The work of the late Dr. Frederick Brock, a pioneer in strabismus therapy, is introduced in chapter four. Two of the more important points Sue relates from Dr. Brock are that strabismics speak a different language, and that adaptations come at quite a cost. The experiences of patients with contemporary colleagues, Drs. Francke, Lessman, and Ruggiero, are detailed in this chapter, aptly titled Knowing Where to Look. Once again Sue Barry guides patients on important differences in the skills of optometrists versus ophthalmologists. All too often, books in the public domain emphasize what optometrists are not – for example, optometrists are not medical doctors – inferring a higher level of knowledge or skill on the part of ophthalmologists in all matters of the eye. In contrast, Sue clearly states that ophthalmologists are not skilled in vision therapy, in this instance acknowledging eye surgeons for their areas of expertise, while guiding readers toward developmental optometrists for their clinical expertise in affairs of the visual brain.

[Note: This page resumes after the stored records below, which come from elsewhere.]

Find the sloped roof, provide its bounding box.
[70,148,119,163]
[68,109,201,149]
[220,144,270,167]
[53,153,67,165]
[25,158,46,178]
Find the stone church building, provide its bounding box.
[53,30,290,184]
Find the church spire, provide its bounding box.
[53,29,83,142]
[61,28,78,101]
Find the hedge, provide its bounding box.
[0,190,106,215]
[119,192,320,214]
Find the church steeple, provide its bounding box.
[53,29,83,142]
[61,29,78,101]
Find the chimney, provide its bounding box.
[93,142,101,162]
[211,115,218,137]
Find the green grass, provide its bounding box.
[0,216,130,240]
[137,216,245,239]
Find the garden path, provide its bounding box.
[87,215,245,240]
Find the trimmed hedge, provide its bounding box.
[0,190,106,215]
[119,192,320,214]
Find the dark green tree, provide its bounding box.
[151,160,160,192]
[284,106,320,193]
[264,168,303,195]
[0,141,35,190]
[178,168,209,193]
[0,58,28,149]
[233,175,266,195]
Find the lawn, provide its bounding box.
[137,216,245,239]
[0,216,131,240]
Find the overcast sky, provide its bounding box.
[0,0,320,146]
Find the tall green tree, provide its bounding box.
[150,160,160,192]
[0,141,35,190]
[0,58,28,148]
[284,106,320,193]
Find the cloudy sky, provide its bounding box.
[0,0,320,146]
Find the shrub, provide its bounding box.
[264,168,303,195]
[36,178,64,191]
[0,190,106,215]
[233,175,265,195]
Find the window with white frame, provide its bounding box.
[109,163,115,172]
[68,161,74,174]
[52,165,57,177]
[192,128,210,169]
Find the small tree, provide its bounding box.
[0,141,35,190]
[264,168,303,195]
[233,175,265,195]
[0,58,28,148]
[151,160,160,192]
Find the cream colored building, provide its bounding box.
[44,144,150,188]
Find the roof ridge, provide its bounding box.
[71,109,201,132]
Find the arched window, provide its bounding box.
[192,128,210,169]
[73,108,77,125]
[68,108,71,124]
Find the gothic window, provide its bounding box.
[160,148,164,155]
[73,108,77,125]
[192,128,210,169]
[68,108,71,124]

Fixing my gaze, the fifth chapter, details Sue’s discoveries in vision therapy through the guidance of Dr. Ruggiero. It is eye opening to view the vision therapy room, and the activities introduced, through the author’s descriptions. Sue’s husband is Dan Barry, a retired astronaut, and the interplay between her expanding visual awareness and Dan’s perceptions of her experiences are as delightful as they are insightful. The sixth chapter celebrates Sue’s emerging stereopsis, and the palpable space she discovers between herself and objects, and between objects themselves. The chapter concludes with Sue revealing how Fred Brock’s writings about stereopsis captivated her, and why he had such uncanny understanding of strabismus.
Chapter seven elaborates emergent properties of binocular fusion, and the qualitative features of acquired stereopsis. The author is at her best here in sharing not only her personal experiences, but in journalistically chronicling and sharing the insights of patients whom she interviewed. Quite appropriately, this is the most liberally illustrated chapter in the book, and the photographs and drawings complement Sue’s points beautifully. The pooled success stories of patients interviewed by the author spills into chapter eight, framed nicely in the perennial debate of nature versus nurture. It is in this chapter that the reader is introduced to the Nobel Prize winning work of David Hubel and Torsten Wiesel, and how their ideas were misappropriated for claims of critical periods of binocular vision development.
The concluding chapter of the book reveals how the misnomer of critical periods has handcuffed doctors’ thinking, and shackled patients with strabismus into resignation about their visual compromises and struggles. Blending science with personal experience, Sue stakes her claim that stereopsis is a quale every bit as significant as motion detection, color vision, and other properties of vision considered to be indispensable. She convincingly demonstrates why normal binocular vision is not just icing on the cake, but an essential ingredient.
It would be fair to say that six years ago, when a neurobiologist from Mt. Holyoke College walked into Dr. Theresa Ruggiero’s office upon a referral from her primary care optometrist, Dr. Steven Markow, no one envisioned Fixing My Gaze as the outcome of their serendipitous meeting. In hindsight it seems less surprising. The culmination of intense collaboration between a developmental optometrist and her patient, this book is a marvelous ode to what can be accomplished when doctor and patient encourage one another to aim higher and further. Subtitled A Scientist’s Journey into Seeing in Three Dimensions, it is so much more.